POLL: Should British tourists pay to holiday in the EU after Brexit? | Travel News | Travel

In 2025, British tourists will have to pay to travel to the EU. The ETIAS scheme has been introduced to protect the EU’s borders and will see non-EU citizens pay a small fee to visit the bloc. 

Although ETIAS was expected to be introduced in 2023, the start of the scheme has now been delayed until 2025. Applications will be made on an online system.

Applying for ETIAS authorisation will cost seven euros (£6.02) and the ETIAS will be valid for three years. Even with an ETIAS, British tourists will still only be able to stay in the EU for 90 out of every 180 days. 

Leading holiday destinations such as Spain and France will all be covered under the scheme and it’s expected that some Britons might decide they no longer want to visit the EU. 

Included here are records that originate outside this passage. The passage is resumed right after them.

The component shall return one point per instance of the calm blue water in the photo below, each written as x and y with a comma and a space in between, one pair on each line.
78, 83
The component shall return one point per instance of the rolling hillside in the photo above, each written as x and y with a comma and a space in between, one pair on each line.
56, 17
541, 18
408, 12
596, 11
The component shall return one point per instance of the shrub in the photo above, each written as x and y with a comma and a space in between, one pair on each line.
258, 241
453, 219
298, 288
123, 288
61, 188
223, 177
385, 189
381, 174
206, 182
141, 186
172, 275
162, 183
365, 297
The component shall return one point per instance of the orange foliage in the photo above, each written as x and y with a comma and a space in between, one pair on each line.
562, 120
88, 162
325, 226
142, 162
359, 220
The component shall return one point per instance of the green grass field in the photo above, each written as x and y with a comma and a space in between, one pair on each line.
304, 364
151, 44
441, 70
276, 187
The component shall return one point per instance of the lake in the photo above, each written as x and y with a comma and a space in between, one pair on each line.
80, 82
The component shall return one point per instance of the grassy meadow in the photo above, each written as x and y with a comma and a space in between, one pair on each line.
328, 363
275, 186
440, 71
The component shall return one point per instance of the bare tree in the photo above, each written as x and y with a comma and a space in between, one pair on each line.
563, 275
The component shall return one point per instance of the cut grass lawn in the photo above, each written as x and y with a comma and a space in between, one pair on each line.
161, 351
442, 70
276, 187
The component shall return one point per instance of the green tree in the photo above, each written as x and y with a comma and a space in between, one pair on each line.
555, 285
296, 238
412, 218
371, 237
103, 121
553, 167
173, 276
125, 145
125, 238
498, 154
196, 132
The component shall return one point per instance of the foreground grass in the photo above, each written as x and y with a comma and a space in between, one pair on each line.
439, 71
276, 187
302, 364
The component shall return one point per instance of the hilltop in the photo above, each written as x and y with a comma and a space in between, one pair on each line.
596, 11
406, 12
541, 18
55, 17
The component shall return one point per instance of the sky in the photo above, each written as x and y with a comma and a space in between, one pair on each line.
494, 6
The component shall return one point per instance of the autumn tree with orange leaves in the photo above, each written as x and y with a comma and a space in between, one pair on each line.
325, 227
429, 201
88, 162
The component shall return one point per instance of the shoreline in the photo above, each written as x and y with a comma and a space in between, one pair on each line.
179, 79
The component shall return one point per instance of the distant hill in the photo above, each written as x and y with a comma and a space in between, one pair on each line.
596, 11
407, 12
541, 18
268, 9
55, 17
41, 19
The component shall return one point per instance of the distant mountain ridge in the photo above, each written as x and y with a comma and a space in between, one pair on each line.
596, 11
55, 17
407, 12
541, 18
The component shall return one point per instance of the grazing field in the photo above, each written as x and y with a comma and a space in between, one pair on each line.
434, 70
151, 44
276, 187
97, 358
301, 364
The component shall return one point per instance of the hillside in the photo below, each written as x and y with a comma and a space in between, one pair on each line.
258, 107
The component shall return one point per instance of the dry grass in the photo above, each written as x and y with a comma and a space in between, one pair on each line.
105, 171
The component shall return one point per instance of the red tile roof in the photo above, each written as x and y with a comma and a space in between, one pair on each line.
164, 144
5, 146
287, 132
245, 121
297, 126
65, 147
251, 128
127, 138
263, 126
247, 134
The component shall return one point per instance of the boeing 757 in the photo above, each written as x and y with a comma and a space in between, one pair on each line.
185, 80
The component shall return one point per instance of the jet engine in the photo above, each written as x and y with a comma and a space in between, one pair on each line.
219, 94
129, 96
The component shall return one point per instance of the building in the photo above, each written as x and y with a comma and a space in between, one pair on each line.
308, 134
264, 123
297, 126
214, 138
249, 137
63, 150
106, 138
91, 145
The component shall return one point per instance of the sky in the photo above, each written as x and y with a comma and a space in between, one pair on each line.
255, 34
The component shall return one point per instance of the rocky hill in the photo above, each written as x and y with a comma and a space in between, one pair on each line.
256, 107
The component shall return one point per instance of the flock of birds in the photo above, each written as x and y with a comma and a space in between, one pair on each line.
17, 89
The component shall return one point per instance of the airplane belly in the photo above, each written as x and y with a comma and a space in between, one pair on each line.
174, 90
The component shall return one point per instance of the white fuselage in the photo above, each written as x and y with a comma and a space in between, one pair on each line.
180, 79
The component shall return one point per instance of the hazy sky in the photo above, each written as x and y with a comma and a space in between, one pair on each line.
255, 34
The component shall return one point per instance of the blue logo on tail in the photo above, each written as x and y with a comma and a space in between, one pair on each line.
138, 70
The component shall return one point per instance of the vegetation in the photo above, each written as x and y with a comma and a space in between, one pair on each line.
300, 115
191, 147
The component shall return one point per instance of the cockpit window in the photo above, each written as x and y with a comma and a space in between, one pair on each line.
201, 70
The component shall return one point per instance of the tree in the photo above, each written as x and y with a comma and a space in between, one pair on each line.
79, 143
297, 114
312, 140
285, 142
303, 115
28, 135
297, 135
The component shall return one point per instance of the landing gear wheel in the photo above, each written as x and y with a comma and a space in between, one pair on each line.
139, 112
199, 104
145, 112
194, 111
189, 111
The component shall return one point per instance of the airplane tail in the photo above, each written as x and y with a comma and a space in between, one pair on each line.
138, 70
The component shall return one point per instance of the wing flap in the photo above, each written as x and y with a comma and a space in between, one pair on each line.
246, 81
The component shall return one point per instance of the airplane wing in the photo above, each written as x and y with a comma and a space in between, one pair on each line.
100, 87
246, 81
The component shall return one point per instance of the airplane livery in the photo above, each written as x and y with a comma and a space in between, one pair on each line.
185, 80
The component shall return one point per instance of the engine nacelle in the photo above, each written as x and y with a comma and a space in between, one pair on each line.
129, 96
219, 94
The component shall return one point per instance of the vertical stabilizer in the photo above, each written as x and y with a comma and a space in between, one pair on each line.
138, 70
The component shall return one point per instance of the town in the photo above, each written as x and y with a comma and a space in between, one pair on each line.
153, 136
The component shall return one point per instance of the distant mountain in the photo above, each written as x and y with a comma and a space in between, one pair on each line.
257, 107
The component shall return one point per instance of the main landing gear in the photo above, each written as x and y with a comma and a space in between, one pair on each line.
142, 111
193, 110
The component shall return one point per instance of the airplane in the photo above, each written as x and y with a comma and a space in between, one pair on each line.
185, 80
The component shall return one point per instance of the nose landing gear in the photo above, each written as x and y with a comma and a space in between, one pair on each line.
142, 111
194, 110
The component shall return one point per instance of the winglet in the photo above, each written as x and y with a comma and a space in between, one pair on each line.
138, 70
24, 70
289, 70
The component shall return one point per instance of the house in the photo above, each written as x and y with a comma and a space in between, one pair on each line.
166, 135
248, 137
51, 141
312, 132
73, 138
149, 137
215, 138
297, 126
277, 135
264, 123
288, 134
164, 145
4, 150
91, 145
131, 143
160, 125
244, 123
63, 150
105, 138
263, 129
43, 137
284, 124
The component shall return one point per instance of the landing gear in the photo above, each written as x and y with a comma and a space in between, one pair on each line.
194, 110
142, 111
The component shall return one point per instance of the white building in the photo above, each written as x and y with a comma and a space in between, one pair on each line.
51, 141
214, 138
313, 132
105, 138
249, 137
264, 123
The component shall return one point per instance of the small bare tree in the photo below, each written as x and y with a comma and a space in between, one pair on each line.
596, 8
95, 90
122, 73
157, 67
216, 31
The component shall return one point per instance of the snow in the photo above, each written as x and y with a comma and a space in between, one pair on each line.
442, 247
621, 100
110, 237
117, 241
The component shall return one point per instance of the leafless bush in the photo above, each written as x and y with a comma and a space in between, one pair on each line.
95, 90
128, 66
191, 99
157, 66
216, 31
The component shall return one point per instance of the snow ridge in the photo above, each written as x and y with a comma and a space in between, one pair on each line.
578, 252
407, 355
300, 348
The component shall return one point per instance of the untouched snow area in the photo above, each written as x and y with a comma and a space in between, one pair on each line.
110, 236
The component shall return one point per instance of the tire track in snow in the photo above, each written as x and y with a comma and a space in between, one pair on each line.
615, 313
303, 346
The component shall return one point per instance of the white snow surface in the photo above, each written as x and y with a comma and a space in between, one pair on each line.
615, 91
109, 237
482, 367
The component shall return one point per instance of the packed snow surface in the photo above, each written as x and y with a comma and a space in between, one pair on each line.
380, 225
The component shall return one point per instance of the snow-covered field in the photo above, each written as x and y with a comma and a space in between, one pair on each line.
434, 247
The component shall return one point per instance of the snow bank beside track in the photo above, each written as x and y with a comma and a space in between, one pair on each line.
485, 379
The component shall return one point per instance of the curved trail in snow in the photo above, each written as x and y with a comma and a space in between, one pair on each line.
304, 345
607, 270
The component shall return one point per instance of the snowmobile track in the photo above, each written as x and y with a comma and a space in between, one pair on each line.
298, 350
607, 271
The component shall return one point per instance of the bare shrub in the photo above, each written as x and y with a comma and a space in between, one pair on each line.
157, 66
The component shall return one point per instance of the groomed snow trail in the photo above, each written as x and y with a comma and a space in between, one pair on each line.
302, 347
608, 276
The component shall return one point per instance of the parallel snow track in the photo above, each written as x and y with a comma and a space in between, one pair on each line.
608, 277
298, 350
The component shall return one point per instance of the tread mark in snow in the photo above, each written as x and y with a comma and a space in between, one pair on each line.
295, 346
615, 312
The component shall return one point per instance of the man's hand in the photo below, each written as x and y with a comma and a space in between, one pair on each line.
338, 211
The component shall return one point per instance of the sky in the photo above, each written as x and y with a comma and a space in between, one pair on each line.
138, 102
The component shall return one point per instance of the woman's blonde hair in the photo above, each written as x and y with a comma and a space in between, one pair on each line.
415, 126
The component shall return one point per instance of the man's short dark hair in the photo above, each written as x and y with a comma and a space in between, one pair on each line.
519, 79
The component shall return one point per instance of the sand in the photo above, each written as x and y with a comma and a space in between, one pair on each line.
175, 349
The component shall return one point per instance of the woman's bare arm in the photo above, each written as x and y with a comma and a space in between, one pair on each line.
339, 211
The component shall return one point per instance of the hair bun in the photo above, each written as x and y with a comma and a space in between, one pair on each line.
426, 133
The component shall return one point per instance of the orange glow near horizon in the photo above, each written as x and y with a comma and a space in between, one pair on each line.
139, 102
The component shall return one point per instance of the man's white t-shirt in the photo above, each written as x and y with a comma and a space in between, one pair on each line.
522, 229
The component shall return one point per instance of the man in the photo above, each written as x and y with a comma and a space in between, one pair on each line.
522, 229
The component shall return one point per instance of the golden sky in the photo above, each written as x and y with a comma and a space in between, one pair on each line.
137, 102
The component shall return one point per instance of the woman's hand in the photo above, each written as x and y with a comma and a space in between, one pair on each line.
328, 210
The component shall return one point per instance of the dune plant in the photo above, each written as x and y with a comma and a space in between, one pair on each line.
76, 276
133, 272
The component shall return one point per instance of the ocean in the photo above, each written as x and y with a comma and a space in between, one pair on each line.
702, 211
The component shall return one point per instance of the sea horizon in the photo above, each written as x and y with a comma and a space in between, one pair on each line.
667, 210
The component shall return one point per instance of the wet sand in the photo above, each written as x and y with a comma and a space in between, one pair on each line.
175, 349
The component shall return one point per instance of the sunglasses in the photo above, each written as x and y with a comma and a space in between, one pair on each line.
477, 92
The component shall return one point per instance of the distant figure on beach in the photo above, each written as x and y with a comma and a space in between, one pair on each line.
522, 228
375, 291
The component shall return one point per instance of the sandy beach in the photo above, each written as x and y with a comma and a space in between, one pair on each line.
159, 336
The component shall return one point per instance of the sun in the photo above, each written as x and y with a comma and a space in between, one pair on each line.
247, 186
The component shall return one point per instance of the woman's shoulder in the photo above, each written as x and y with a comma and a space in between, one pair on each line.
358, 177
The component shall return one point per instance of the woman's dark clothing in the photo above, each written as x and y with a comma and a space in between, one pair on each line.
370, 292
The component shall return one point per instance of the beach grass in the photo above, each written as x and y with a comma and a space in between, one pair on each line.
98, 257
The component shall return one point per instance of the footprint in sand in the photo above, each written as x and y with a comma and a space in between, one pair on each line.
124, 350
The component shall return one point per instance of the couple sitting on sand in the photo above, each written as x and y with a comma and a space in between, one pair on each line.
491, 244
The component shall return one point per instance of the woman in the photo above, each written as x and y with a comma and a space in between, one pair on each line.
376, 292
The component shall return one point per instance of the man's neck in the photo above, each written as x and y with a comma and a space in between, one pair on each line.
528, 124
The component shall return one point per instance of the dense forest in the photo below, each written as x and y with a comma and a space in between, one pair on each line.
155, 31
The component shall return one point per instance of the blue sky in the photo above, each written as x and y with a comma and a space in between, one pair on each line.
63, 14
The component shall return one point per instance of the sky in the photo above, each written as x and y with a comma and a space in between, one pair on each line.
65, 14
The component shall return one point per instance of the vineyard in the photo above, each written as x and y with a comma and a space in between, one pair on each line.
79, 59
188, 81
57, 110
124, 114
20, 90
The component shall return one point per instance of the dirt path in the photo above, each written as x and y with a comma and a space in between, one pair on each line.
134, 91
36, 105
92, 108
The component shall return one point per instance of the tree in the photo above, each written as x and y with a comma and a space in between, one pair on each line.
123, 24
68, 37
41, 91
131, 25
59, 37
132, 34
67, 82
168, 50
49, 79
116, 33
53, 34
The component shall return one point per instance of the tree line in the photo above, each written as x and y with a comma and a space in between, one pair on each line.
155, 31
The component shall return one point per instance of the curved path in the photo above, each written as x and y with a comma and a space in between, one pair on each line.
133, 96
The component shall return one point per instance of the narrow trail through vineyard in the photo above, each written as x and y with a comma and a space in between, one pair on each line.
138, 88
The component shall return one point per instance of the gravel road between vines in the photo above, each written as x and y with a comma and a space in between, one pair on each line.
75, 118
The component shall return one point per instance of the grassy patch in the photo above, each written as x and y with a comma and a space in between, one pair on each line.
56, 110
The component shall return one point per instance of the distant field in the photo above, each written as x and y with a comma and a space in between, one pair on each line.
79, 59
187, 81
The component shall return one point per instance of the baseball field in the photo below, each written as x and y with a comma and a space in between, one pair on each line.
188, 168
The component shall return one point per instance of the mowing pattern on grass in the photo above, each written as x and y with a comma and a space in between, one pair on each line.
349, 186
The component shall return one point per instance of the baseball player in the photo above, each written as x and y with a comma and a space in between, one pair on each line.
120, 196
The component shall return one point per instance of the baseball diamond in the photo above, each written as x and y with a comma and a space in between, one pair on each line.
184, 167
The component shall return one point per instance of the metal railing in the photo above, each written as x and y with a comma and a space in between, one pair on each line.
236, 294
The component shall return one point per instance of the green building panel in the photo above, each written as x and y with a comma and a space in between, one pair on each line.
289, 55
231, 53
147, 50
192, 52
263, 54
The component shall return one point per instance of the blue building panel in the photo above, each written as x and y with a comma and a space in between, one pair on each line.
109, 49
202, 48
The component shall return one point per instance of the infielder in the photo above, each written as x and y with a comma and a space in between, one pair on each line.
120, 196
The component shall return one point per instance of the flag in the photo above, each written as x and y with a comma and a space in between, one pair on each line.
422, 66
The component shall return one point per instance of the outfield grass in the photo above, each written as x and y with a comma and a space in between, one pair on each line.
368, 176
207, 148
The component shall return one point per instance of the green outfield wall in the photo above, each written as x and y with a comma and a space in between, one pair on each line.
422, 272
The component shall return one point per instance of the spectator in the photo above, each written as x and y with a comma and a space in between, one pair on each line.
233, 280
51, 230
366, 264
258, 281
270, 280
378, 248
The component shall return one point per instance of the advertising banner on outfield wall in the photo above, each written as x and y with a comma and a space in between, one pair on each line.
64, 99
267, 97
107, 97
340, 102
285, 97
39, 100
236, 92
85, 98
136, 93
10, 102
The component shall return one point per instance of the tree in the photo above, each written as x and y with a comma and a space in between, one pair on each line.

Would a fee stop you travelling to the EU for a holiday? Vote in our Express.co.uk poll and share your views in the comments. 

It’s expected that most ETIAS applications will be approved within half an hour but in rare cases, Britons may have to attend an interview. 

Applicants under the age of 18 and over the age of 70 are exempt from paying the fee. Family members of EU citizens are also exempt. 

The ETIAS will cover all the countries within the Schengen Zone which now also includes Croatia.